**Information about Statistical Methods Used**

A tutorial is available to assist IFM participants. The tutorial deals with “what is proficiency testing”, and provides basic information about dealing with data and reading your reports. An explanation of Z scores and within and between Z scores is also provided.

Download tutorial (680KB)

IFM usually uses consensus results generated by participants in a round of testing to determine the acceptable range of answers. When determining a performance assessment, __robust statistics__ are used. Robust statistics use the median result rather than the average. Use of the median minimises any effects due to extreme (very high or very low) results, and is seen to be a very fair way of assessing participant performance. When determining how far away a result can be from the consensus median result (acceptable range of results), the spread of participant results is again used. The spread is taken from the middle 50% of the submitted results (with corresponding manipulation of data!). Once again, taking the spread of the middle results reduces the effects of outlying/extreme results, and provides a very fair way of assessing participant performance.

As with all statistical approaches, this approach has limitations.

- If the data is skewed, biased or affected by methodology, the median result and the spread of results may not truly reflect an acceptable range of results.
- If the number of participants are too few, the calculated acceptable spread of results may not accurately reflect a realistic spread of results in the field.

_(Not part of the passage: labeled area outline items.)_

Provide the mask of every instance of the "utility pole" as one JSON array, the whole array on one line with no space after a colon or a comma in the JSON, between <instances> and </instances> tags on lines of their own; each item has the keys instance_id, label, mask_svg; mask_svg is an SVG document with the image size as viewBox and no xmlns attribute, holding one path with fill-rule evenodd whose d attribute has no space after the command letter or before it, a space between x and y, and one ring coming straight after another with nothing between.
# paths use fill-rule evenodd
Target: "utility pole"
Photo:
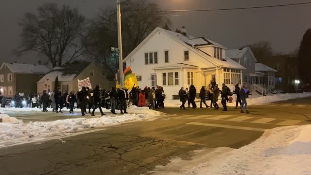
<instances>
[{"instance_id":1,"label":"utility pole","mask_svg":"<svg viewBox=\"0 0 311 175\"><path fill-rule=\"evenodd\" d=\"M118 11L118 37L119 39L119 69L120 74L120 82L121 86L124 85L124 77L123 74L123 55L122 52L122 32L121 31L121 0L117 0L117 10Z\"/></svg>"}]
</instances>

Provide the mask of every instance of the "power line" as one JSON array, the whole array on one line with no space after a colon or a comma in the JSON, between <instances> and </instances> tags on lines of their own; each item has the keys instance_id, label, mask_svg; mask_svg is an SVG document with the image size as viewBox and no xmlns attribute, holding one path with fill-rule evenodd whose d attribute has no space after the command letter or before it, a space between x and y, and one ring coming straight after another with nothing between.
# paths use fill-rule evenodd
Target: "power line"
<instances>
[{"instance_id":1,"label":"power line","mask_svg":"<svg viewBox=\"0 0 311 175\"><path fill-rule=\"evenodd\" d=\"M199 10L159 10L159 11L153 11L153 10L141 10L139 11L148 11L148 12L208 12L208 11L227 11L227 10L244 10L244 9L259 9L259 8L273 8L273 7L285 7L290 6L297 5L303 5L311 4L311 2L301 2L301 3L295 3L292 4L281 4L281 5L267 5L262 6L255 6L255 7L240 7L240 8L223 8L223 9L199 9Z\"/></svg>"}]
</instances>

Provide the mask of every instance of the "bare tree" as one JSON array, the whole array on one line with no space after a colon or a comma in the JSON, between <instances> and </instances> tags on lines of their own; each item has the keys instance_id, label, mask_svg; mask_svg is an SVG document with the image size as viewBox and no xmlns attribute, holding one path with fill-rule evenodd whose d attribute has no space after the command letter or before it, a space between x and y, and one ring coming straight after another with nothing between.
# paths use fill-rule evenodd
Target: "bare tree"
<instances>
[{"instance_id":1,"label":"bare tree","mask_svg":"<svg viewBox=\"0 0 311 175\"><path fill-rule=\"evenodd\" d=\"M37 14L27 12L19 22L22 31L17 55L36 52L47 57L53 67L61 66L83 54L80 38L85 29L85 18L75 8L46 3Z\"/></svg>"}]
</instances>

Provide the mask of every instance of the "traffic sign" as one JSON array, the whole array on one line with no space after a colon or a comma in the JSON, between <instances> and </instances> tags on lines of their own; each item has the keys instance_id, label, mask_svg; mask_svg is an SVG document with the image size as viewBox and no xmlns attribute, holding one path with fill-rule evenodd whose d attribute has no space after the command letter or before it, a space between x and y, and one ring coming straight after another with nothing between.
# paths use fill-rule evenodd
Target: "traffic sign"
<instances>
[{"instance_id":1,"label":"traffic sign","mask_svg":"<svg viewBox=\"0 0 311 175\"><path fill-rule=\"evenodd\" d=\"M119 48L114 48L114 47L111 47L111 51L115 52L119 52Z\"/></svg>"}]
</instances>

Following are some definitions for the statistical terms used in most IFM reports:

- Count: Number of results included in the analysis
- Average: Mean. Sum of the values submitted divided by the number of results.
- Median: Middle score resulting when all the results are ranked in ascending order.
- Q1: The result corresponding to the first quartile. (First 25% when ranked in order.)
- Q3: The result corresponding to the 3rd quartile. (First 75% when ranked in order.)
- NIQR: The normalised inter quartile range. 0.7413 x (Q3-Q1) {The factor comes from statistical tables, assuming the results are normally distributed.}
- Robust CV: A measure of the spread of results derived by calculating the following:

100 x (NIQR/median).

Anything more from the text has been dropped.